Your windows do more than let you secretly spy on the neighbors. 👀 They also insulate and ventilate your home. In the spring and fall, do a quick assessment of your windows to make sure they’re in good shape and ready for the coming weather.
First, check for broken glass and make sure all of the windows open and close smoothly. Windows should stay open and closed on their own. Clear debris that’s caught in hinges, screens, runners, or on sills.
If you have knobs that you wind to open or close your windows, use a silicone-based lubricant (like WD-40) to oil them.
Some windows, typically sliding windows, have small holes, called weep holes, on their frames for water to drain through. If your windows have weep holes, make sure they’re clear of debris.
This is also the time to make seasonal adjustments as needed. Before colder weather arrives, use silicone caulk to fill gaps around your window frames to prevent drafts, and pull down your storm windows. For an extra barrier in the winter, install plastic film insulation.

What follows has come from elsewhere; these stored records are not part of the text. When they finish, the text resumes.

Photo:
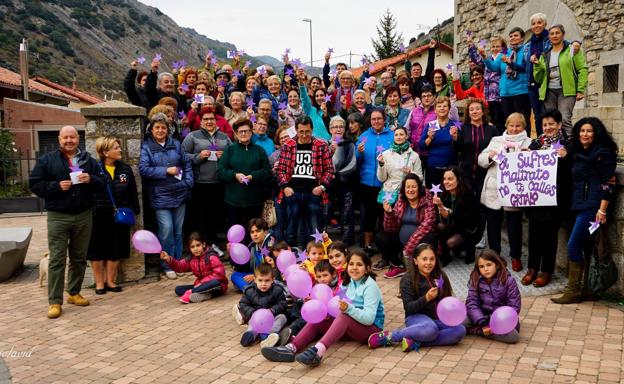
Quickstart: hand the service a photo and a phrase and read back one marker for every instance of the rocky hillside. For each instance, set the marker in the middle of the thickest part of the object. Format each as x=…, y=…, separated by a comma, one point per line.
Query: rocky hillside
x=94, y=41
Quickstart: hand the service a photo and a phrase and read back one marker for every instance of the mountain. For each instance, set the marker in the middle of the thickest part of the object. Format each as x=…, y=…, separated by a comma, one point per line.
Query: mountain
x=94, y=41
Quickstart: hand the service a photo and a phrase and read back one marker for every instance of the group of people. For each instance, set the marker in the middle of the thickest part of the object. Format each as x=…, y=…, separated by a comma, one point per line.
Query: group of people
x=288, y=156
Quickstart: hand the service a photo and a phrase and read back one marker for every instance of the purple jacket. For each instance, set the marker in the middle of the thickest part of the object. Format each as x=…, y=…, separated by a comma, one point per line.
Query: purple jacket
x=483, y=301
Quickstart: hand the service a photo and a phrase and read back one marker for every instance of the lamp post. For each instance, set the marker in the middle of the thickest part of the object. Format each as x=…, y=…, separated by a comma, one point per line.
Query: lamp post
x=310, y=22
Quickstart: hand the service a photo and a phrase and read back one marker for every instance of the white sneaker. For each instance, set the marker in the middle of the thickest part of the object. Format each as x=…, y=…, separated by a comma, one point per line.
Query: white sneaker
x=237, y=315
x=171, y=275
x=270, y=341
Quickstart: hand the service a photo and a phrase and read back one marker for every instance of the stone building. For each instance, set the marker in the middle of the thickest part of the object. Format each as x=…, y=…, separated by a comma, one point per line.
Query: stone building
x=599, y=25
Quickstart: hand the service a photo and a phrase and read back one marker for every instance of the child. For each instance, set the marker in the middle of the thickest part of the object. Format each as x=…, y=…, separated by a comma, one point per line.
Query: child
x=357, y=320
x=262, y=293
x=261, y=238
x=205, y=264
x=420, y=295
x=491, y=286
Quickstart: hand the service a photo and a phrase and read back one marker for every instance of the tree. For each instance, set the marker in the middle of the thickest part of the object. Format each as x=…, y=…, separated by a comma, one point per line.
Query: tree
x=388, y=42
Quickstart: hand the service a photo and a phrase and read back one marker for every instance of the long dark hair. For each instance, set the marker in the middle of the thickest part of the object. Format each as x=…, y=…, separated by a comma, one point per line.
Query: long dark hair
x=437, y=272
x=501, y=267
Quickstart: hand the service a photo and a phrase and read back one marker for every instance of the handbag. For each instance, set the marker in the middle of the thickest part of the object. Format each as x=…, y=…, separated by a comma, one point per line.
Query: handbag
x=123, y=216
x=268, y=213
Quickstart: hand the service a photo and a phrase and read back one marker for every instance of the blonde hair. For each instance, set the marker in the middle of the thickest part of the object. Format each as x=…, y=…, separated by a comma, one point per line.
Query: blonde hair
x=104, y=144
x=517, y=116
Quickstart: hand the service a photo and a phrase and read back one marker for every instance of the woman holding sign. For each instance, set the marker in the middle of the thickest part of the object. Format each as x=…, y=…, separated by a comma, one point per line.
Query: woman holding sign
x=593, y=185
x=544, y=222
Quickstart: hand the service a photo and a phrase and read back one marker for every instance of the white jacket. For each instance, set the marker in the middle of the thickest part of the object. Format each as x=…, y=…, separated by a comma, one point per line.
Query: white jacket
x=391, y=174
x=489, y=194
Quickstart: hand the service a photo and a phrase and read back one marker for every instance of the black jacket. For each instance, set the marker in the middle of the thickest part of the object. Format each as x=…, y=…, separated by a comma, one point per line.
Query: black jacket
x=53, y=168
x=253, y=299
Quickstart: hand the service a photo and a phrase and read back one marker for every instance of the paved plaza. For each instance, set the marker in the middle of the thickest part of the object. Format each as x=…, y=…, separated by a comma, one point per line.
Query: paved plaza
x=145, y=335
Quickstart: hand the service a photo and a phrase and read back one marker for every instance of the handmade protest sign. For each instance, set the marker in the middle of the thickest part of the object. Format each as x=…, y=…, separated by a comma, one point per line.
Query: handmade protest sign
x=528, y=179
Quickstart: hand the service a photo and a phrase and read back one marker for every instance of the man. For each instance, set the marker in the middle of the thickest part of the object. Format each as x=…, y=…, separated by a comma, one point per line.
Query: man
x=67, y=179
x=304, y=171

If it’s summer that’s approaching, swap your storm windows for screens.
Note: While you’re thinking about your windows, take a moment to clean out your basement window wells if you have them!
Gutters are an often-overlooked part of the home, but their main job is kind of a big deal: To prevent basement flooding and erosion of your foundation.

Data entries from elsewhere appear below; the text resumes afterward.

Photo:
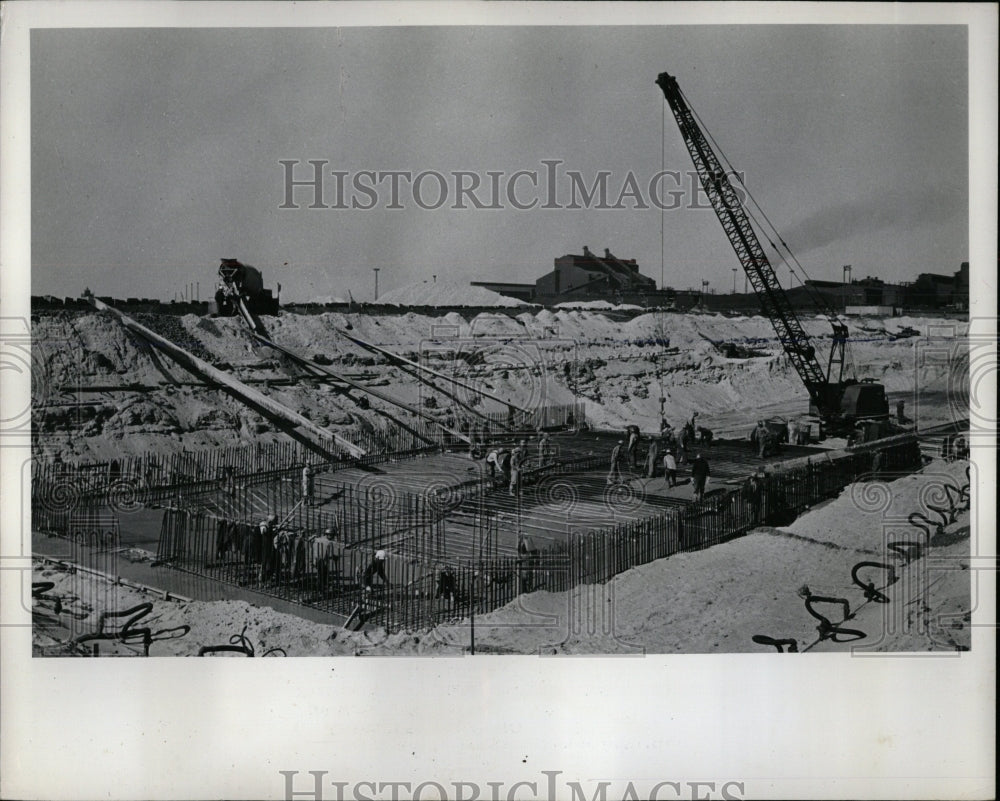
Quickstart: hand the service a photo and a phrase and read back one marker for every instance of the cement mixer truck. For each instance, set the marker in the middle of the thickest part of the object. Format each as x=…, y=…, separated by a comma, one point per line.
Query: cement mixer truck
x=240, y=291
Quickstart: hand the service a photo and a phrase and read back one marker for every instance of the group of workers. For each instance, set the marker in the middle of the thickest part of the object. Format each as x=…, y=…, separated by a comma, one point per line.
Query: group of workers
x=273, y=553
x=507, y=467
x=675, y=451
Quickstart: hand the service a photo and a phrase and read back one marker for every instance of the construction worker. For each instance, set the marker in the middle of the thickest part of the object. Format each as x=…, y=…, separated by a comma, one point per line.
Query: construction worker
x=754, y=489
x=543, y=448
x=267, y=553
x=670, y=469
x=699, y=475
x=633, y=445
x=615, y=473
x=375, y=568
x=308, y=486
x=762, y=435
x=493, y=462
x=651, y=455
x=446, y=585
x=960, y=447
x=517, y=458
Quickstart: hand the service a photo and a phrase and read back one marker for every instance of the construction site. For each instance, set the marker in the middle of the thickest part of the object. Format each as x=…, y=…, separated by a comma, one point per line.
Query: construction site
x=463, y=480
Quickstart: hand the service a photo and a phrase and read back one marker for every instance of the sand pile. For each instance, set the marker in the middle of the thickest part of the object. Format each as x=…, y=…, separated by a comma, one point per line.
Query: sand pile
x=446, y=293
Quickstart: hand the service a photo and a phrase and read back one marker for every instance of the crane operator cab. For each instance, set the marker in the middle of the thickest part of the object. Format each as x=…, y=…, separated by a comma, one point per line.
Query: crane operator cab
x=236, y=281
x=864, y=400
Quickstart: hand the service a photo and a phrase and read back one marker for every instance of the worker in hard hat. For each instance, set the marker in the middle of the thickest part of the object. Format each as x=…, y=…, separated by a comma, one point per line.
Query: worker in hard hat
x=375, y=568
x=517, y=458
x=615, y=471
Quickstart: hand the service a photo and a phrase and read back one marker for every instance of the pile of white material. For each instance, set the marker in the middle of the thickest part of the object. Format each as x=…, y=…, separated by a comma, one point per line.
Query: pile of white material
x=597, y=304
x=447, y=293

Maintaining your gutters is fairly simple. In the spring and fall, clean out debris that collected in them. Use a trowel, the claws of a hammer, or a paint stick to dig it out. Spray away remaining grime with a hose and make sure the water drains well.
If you find leaks or places where gutters are pulled away from your house, check for loose screws or hardware. Tighten as needed. If you need to plug gaps, use a silicone-based caulk.
Finally, make sure the downspouts direct water 3 to 5 feet away from your foundation.
Safety tip: Falls are the most common cause of home injury, and ladders are the main culprit. Be careful! Make sure your ladder is stable, lock the spreaders, and maintain three points of contact with the ladder at all times.
4. Appliance and HVAC filters
Do you know how many of your appliances have filters? A lot of them. Here are some examples:
- furnace vents
- range hood (above your stove)
- air conditioners
- bathroom exhaust fans
- refrigerator (if it has a water system or ice maker)
Take a tour of your house and locate all your filters. Often, they can be found behind a panel, so it may take a little detective work.
It’s a good idea to check your filters monthly. With reusable filters, use a sponge and warm water to wipe off dust and grime. For disposable filters, simply replace them with new ones.
Head’s up: Maintaining your filters not only help your appliances run correctly, but some of them also need to stay clean for safety reasons. Your furnace filter and dryer filter are probably the two most important. Clean your dryer filter after each load and your furnace filter monthly during heating season.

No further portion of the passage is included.